La médecine et ses démons
Steven Soderbergh a pris sa retraite, du moins au cinéma. Fort heureusement, la télévision peut encore profiter des ses talents, car ce n’est pas seulement un immense réalisateur, c’est aussi un excellent monteur et photographe, se cachant sous divers pseudonymes, comme ici : Peter Andrews et Mary Ann Bernard. On retrouve immédiatement sa patte, dans chacun de ses plans, baignés dans une lumière jaunie ou bleue, conférant une certaine froideur ou chaleur, selon le lieu ou les personnages, c’est visuellement magnifique. Sa caméra légèrement tremblante ou flottante, toujours posée, là ou on ne l’attend pas, nous offrant des plans improbables, mais toujours impeccables. Cet esthétisme est sublimé par la qualité de l’interprétation. Un autre des talents de Steven Soderbergh est de tiré la quintessence de sa distribution, tout en nous offrant une belle découverte, en l’occurrence Andre Holland, qui éclipse presque Clive Owen.
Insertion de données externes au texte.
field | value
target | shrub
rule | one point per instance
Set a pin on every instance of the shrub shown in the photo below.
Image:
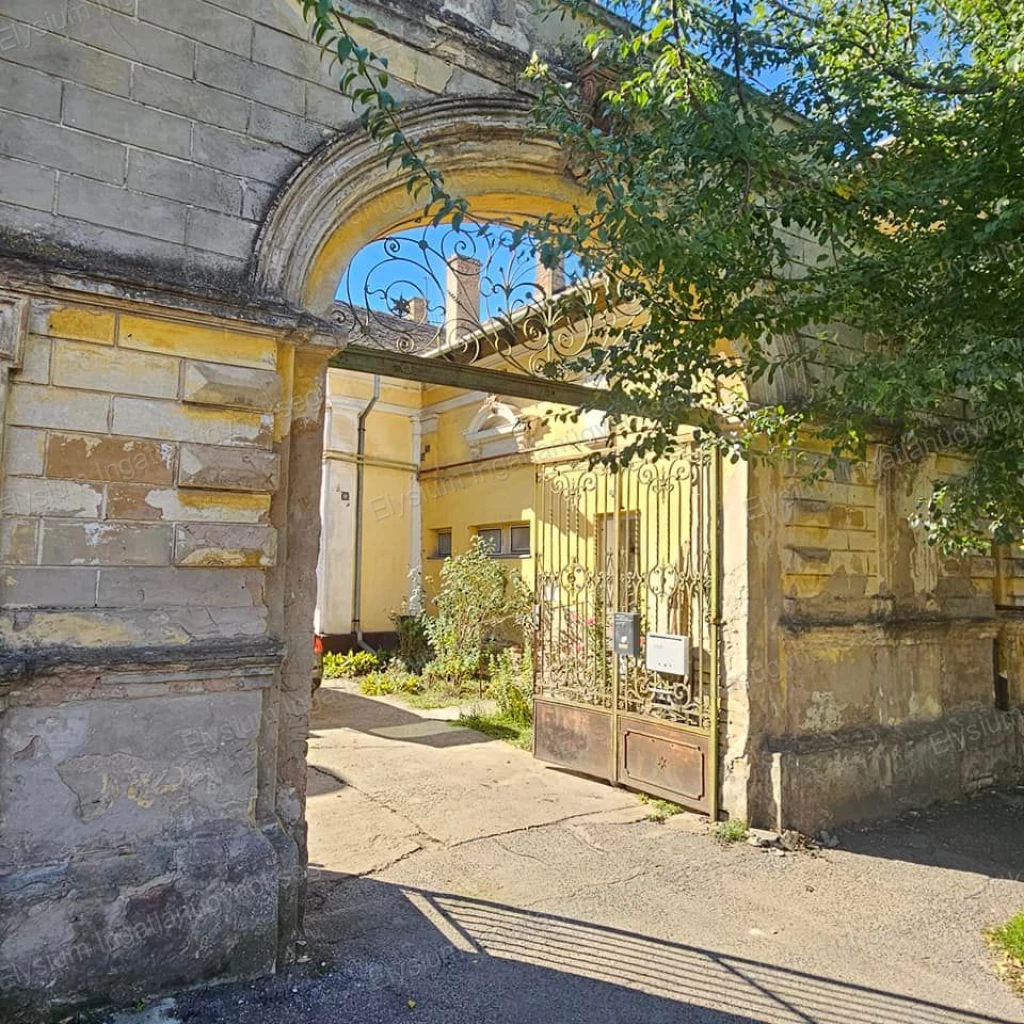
(512, 686)
(394, 679)
(356, 663)
(479, 602)
(414, 645)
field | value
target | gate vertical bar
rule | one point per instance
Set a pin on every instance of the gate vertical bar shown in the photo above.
(715, 541)
(615, 591)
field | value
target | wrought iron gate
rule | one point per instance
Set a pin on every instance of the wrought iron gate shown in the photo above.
(644, 540)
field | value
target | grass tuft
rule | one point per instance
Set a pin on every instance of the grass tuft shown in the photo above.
(1008, 940)
(733, 830)
(659, 809)
(499, 727)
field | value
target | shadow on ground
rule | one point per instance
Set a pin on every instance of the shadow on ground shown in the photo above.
(407, 953)
(983, 835)
(337, 709)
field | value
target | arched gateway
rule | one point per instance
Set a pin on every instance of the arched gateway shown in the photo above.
(172, 239)
(181, 189)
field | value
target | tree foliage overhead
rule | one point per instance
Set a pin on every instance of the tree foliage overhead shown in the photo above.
(761, 172)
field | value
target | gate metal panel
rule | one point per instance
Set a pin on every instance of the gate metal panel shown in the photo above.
(642, 539)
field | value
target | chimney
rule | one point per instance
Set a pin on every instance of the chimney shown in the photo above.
(417, 309)
(462, 307)
(550, 280)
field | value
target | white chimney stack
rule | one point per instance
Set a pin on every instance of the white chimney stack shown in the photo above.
(462, 307)
(550, 280)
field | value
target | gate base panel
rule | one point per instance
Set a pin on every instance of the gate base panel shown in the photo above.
(574, 737)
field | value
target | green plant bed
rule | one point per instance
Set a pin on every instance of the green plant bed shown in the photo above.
(427, 699)
(1009, 942)
(499, 727)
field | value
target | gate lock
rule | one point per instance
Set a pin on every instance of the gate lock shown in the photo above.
(627, 634)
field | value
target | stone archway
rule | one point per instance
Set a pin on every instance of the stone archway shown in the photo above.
(341, 199)
(345, 196)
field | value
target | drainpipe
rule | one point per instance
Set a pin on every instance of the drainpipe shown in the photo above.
(360, 451)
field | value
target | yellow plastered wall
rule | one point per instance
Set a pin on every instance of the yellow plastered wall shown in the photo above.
(457, 488)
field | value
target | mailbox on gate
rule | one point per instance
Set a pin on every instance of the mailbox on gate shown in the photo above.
(627, 634)
(669, 653)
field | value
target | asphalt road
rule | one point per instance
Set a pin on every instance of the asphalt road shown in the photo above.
(491, 889)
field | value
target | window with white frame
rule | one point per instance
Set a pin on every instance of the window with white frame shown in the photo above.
(442, 544)
(510, 540)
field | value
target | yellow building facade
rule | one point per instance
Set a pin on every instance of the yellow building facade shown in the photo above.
(440, 466)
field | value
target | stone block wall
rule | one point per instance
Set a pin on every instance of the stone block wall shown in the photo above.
(159, 133)
(139, 460)
(872, 676)
(152, 820)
The Knick est une série à l’indéniable beauté visuelle, mais aussi par la grâce de ses dialogues et de son interprétation. Elle allie aussi bien le fond que la forme. Elle est exigeante et ne se contente pas seulement de nous conter la vie de cet hôpital, mais aussi de la vie au début du 20ème siècle. Elle aborde divers sujets : le racisme tout d’abord; le « nègre » est traité comme du bétail, voir un objet, quelque soit sa position sociale. Malgré son statut de médecin, le Dr Algernon Edwards (Andre Holland) est mis au ban, à cause de sa couleur de peau. Mais il fait preuve de persévérance, tout en prenant soin des « siens », pratiquant dans la clandestinité. Le Dr John Thackery (Clive Owen), avec la perte de son mentor, va se perdre dans la cocaïne, un produit en libre circulation à cette époque et utilisé dans la médecine. Les deux hommes vont mettre du temps à s’apprécier, ou du moins, à se tolérer, chacun ayant besoin de l’autre. le Dr Algernon Edwards vivant aussi une relation mixte, une difficulté de plus, dans lecontexte déjà compliqué de sa condition d’homme noir.
Dans un contexte économique difficile, le malade devient une source de profit, permettant à l’hôpital de survivre. Le Knickerbocker étant situé dans un quartier pauvre, son administrateur Herwan Barrow (Jeremy Bobb) compte sur des bienfaiteurs pour acquérir de nouveaux instruments chirurgicaux et ainsi concurrencer les grands hôpitaux des quartiers riches. Il utilise aussi ses brancardiers pour ramener les patients, usant parfois de la violence pour les soutirer à leurs confrères. Mais comme le Dr Thackery et la cocaïne, Herwan Barrow a son vice, une prostituée et le jeu, ce qui le pousse à flirter avec la mafia. Un cercle vicieux, ou lui-même devient une marchandise à leurs yeux.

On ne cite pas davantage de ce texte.